| torch.utils.bottleneck |
| ====================== |
| |
| .. automodule:: torch.utils.bottleneck |
| .. currentmodule:: torch.utils.bottleneck |
| |
| `torch.utils.bottleneck` is a tool that can be used as an initial step for |
| debugging bottlenecks in your program. It summarizes runs of your script with |
| the Python profiler and PyTorch's autograd profiler. |
| |
| Run it on the command line with |
| |
| :: |
| |
| python -m torch.utils.bottleneck /path/to/source/script.py [args] |
| |
| where [args] are any number of arguments to `script.py`, or run |
| ``python -m torch.utils.bottleneck -h`` for more usage instructions. |
| |
| .. warning:: |
| Because your script will be profiled, please ensure that it exits in a |
| finite amount of time. |
| |
| .. warning:: |
| Due to the asynchronous nature of CUDA kernels, when running against |
| CUDA code, the cProfile output and CPU-mode autograd profilers may |
| not show correct timings: the reported CPU time reports the amount of time |
| used to launch the kernels but does not include the time the kernel |
| spent executing on a GPU unless the operation does a synchronize. |
| Ops that do synchronize appear to be extremely expensive under regular |
| CPU-mode profilers. |
| In these case where timings are incorrect, the CUDA-mode autograd profiler |
| may be helpful. |
| |
| .. note:: |
| To decide which (CPU-only-mode or CUDA-mode) autograd profiler output to |
| look at, you should first check if your script is CPU-bound |
| ("CPU total time is much greater than CUDA total time"). |
| If it is CPU-bound, looking at the results of the CPU-mode autograd |
| profiler will help.
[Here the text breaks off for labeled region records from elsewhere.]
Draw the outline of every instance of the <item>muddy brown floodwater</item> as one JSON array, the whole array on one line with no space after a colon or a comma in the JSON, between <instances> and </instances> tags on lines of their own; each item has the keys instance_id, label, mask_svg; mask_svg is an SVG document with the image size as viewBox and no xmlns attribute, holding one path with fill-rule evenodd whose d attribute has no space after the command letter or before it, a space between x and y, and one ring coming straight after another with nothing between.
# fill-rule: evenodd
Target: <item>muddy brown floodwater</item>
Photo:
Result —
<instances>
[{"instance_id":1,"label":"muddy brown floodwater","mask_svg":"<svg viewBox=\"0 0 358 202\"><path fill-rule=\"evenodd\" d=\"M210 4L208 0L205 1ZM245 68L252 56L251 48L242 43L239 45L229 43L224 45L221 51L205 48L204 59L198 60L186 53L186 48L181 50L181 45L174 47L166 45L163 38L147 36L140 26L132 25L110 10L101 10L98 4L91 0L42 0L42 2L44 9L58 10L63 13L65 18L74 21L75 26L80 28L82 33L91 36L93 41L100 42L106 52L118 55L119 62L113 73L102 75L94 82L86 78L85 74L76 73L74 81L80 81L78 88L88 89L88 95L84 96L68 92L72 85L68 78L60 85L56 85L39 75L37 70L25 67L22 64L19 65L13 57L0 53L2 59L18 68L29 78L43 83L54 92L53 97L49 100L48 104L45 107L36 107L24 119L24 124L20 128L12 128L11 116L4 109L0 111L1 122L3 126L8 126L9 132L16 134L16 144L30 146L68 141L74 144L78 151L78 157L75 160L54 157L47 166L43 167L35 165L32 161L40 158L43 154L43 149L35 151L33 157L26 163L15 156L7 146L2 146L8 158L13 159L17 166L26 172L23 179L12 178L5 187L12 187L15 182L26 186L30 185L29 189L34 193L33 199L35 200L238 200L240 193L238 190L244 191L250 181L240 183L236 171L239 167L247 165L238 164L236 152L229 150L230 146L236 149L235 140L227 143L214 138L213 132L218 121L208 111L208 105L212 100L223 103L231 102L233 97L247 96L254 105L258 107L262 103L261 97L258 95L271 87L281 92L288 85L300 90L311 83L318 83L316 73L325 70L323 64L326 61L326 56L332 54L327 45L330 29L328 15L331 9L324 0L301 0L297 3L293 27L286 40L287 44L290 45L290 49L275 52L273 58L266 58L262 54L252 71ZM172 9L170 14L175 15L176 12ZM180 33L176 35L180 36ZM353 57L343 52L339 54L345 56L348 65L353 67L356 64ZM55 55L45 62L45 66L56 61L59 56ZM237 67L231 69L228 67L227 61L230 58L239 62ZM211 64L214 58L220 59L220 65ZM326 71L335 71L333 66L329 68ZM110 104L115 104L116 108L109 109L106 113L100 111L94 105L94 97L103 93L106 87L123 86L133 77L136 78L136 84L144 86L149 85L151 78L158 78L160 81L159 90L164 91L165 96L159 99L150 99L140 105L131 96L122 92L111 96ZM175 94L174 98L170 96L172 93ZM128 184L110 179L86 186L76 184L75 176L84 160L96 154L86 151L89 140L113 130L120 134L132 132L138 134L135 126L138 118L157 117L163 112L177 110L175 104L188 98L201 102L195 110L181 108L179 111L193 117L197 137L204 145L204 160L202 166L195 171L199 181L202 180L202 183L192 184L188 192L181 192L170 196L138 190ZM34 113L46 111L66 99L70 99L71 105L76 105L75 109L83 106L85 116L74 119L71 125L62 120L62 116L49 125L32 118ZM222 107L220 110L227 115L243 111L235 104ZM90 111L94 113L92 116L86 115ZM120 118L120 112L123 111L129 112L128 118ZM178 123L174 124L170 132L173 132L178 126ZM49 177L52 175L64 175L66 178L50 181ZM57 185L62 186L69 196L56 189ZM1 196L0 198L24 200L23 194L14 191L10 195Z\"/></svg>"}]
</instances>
If on the other hand your script spends most of its |
| time executing on the GPU, then it makes sense to start |
| looking for responsible CUDA operators in the output of the CUDA-mode |
| autograd profiler. |
| |
| Of course the reality is much more complicated and your script might not be |
| in one of those two extremes depending on the part of the model you're |
| evaluating. If the profiler outputs don't help, you could try looking at |
| the result of :func:`torch.autograd.profiler.emit_nvtx()` with ``nvprof``. |
| However, please take into account that the NVTX overhead is very high and |
| often gives a heavily skewed timeline. Similarly, Intel VTune Profiler helps |
| to analyze performance on Intel platforms further with |
| :func:`torch.autograd.profiler.emit_nvtx()`. |
| |
| .. warning:: |
| If you are profiling CUDA code, the first profiler that ``bottleneck`` runs |
| (cProfile) will include the CUDA startup time (CUDA buffer allocation cost) |
| in its time reporting. This should not matter if your bottlenecks result |
| in code much slower than the CUDA startup time. |
| |
| For more complicated uses of the profilers (like in a multi-GPU case), |
| please see https://docs.python.org/3/library/profile.html |
| or :func:`torch.autograd.profiler.profile()` for more information. |